Planning A Bird Watching Vacation - Make a Plan Before You Leave

When choosing a bird-watching vacation or birding tour, careful planning is the birdwatcher's best resource for a successful trip.

Planning your own vacation will also suit your time and budget needs more effectively.

You choose where you want to go and what birds you want to find on your trip. In addition, you choose what you do when you're not birdwatching.

Proper planning of your birding vacation will give you the ability to choose the types of birds you are most interested in spotting.

You'll also be able to set up the accommodations and other community interests that you may have.
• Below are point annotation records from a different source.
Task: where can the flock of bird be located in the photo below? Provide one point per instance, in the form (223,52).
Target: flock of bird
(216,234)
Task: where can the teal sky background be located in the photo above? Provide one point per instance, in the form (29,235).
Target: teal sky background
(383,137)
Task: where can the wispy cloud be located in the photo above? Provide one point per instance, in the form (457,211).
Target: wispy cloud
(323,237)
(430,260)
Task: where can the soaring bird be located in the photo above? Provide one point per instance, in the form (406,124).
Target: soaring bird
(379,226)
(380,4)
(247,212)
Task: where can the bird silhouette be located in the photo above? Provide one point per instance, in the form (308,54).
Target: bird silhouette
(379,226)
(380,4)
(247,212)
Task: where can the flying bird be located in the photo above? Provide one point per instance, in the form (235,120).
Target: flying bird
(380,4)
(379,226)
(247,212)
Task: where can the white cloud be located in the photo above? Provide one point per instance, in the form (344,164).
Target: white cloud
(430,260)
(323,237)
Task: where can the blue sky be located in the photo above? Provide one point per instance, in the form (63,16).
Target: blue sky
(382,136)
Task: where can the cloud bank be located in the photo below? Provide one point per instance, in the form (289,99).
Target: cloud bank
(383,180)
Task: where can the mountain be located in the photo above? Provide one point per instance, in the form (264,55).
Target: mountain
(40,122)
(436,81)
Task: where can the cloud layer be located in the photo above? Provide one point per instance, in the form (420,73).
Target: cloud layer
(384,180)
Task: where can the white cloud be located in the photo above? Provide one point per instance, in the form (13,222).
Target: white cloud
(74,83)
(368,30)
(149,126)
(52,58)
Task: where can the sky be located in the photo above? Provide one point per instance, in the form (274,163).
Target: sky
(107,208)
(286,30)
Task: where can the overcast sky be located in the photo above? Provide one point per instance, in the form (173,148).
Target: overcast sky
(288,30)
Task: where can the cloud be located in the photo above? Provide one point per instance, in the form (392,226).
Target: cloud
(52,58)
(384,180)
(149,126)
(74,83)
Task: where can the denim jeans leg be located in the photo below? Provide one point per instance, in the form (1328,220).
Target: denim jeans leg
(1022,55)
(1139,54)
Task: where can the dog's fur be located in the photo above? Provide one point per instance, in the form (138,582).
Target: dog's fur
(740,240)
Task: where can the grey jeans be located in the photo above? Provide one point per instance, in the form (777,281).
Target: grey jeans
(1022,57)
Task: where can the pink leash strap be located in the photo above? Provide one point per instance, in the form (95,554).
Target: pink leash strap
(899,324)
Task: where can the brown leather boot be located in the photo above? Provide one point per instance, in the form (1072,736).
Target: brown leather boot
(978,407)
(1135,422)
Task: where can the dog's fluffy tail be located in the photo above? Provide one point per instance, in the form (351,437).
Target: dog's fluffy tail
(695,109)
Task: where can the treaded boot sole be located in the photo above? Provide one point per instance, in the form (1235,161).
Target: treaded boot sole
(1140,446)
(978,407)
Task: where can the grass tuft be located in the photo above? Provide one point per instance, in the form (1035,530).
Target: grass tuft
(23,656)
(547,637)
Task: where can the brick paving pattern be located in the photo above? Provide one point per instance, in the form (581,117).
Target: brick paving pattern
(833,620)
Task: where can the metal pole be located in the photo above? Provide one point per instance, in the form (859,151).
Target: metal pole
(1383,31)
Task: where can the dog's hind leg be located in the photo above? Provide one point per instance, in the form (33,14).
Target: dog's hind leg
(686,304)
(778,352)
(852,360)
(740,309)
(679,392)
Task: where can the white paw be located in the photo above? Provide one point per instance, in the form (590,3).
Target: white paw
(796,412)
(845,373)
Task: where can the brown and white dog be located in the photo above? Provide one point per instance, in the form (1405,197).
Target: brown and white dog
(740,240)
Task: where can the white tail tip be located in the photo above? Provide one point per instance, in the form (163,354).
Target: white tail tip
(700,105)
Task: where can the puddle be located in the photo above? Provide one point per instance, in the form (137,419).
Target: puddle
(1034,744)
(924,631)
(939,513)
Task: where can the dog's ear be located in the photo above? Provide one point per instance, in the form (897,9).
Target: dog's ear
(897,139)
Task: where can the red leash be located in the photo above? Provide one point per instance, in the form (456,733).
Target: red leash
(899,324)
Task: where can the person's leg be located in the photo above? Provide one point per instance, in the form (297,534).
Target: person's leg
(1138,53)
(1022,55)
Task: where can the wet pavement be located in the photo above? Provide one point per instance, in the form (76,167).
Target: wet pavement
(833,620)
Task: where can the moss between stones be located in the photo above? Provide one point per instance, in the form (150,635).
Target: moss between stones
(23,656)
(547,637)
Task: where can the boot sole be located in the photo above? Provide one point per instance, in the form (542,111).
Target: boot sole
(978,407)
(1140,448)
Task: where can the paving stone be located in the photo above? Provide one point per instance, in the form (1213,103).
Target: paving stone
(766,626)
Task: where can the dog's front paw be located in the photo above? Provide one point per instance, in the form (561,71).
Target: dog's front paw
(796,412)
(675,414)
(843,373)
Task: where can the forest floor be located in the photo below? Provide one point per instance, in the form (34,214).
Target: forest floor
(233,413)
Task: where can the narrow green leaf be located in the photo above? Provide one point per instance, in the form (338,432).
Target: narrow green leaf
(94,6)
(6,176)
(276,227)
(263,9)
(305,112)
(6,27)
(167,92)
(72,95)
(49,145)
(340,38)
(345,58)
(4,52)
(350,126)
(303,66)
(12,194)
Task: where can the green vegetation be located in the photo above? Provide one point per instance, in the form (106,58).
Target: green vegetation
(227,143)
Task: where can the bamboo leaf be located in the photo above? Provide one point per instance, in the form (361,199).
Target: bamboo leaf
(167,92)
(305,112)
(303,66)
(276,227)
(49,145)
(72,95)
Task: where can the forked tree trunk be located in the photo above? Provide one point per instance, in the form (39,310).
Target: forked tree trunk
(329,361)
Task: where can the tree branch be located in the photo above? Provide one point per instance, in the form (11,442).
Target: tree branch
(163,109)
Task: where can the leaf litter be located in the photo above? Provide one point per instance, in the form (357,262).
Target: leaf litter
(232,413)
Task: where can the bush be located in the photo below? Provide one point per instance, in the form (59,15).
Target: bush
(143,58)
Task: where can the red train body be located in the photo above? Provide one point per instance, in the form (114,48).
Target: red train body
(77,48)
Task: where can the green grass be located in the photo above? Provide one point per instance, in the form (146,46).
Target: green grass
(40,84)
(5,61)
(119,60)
This allows any members of your family to enjoy the same vacation, whether they enjoy birdwatching or not.

While you can have it all arranged by an agency and that's a fair way to go, I believe you'll get a lot of enjoyment out of short birding trips you develop within your own interest.

After the first time, you'll be able to plan consecutive trips faster and with less expense than a tour company.

What You'll Need And Where To Find It

Things have changed since "the good old days" of books and phone calls.

Online resources are now available. If you're taking a vacation somewhere, join a Facebook group in that state. Ask where the best birding is and where you can find reasonable accomodations.

Birders are helpful when it comes to their hobby. Still, a couple of old-school resources are availble if your primary objective is birding.

Two recommended resources for developing the first part of your birdwatching adventure are: Where The Birds Are and a little older but still useful Birdfinder: A Birders Guide to Planning North American Trips These books not only provide familiar national park and national wildlife refuges but also a wide range of state parks, forest, nature preserves, research stations, deserts and more.

Including maps, bird lists, and bird-finding directions.

The Birdfinders book also includes advice on lodging and transportation and both can help with budgeting your trip.

In addition to one or both of the books above, you'll need a quality field guide to identify the birds you see while on your birding vacation.

If you don't already have one, we can recommend National Geographics Field Guide to the Birds of North America, a popular choice with many birdwatchers.

Research Vacation Area

Once you select a particular area, whether a state park, refuge, or research station.

Begin by researching this area. Start by using the Internet. For example, if your vacation is to Arizona, just enter Arizona+Birds.

Visit each site that is applicable and begin making a list of birds that you might want to find while on your bird watching vacation.

A good regional guidebook may be helpful to exclude species not in the area. Check Amazon for state specific bird guides.

Every state and most cities have a department set up for tourism.

Contact them by way of calling, e-mailing, or writing them and requesting brochures.

While these brochures may not have a lot on birdwatching, they may offer ideas for lodging and restaurants.

After finding your perfect spot, make a list of potential birds to look for and collect brochures. Make sure you know what to expect when you arrive.

Weather is always a concern. If you're in the mountains, or in the desert, you'll need to know the proper attire for the season.

Also, keep in mind that most birding takes place in the early morning when the birds are most active.

Proper clothing for your trip is important. Checking out the weather by calling ahead or using the Internet is recommended.

How to Get There From Here - Travel

Now that you have decided where you want to vacation, and when you want to go, and have made sure you have your field guide, bird list, weather information, and binoculars. You need to decide what kind of trip you'll be taking.

If time is not an issue, driving may be the choice for you. If so, you'll only need lodging and occasional restaurants along the way.

In this case, your smartphone can replace the old atlas of the past. You can estimate the miles you want to drive each day and know when and where you'll need to stop for the night.

If you have a favorite motel or hotel, go to a local one and ask for a brochure that lists all of that chains, motels/hotels.

This way, you'll have the phone numbers to book your stays along your chosen route.

For those who are more limited in vacation time, air travel will have to be booked.

By now you know where you want to go, what type of accommodation is available, and can now book any flights, hotels/motels, and car rentals on your own.

Online resources for booking travel arrangements are numerous and you can use any resource you are comfortable with.


Planning your own bird watching vacation is the best way to insure that your birdwatching trip is the most enjoyable it can be.

While no one can guarantee a trouble-free-bird-watching vacation, Your chances are much better when you pre-plan.

You no longer need to depend on high-priced tours as your only alternative to visiting spectacular birdwatching spots.

Do a little research, book your own travel, and enjoy your bird watching vacation.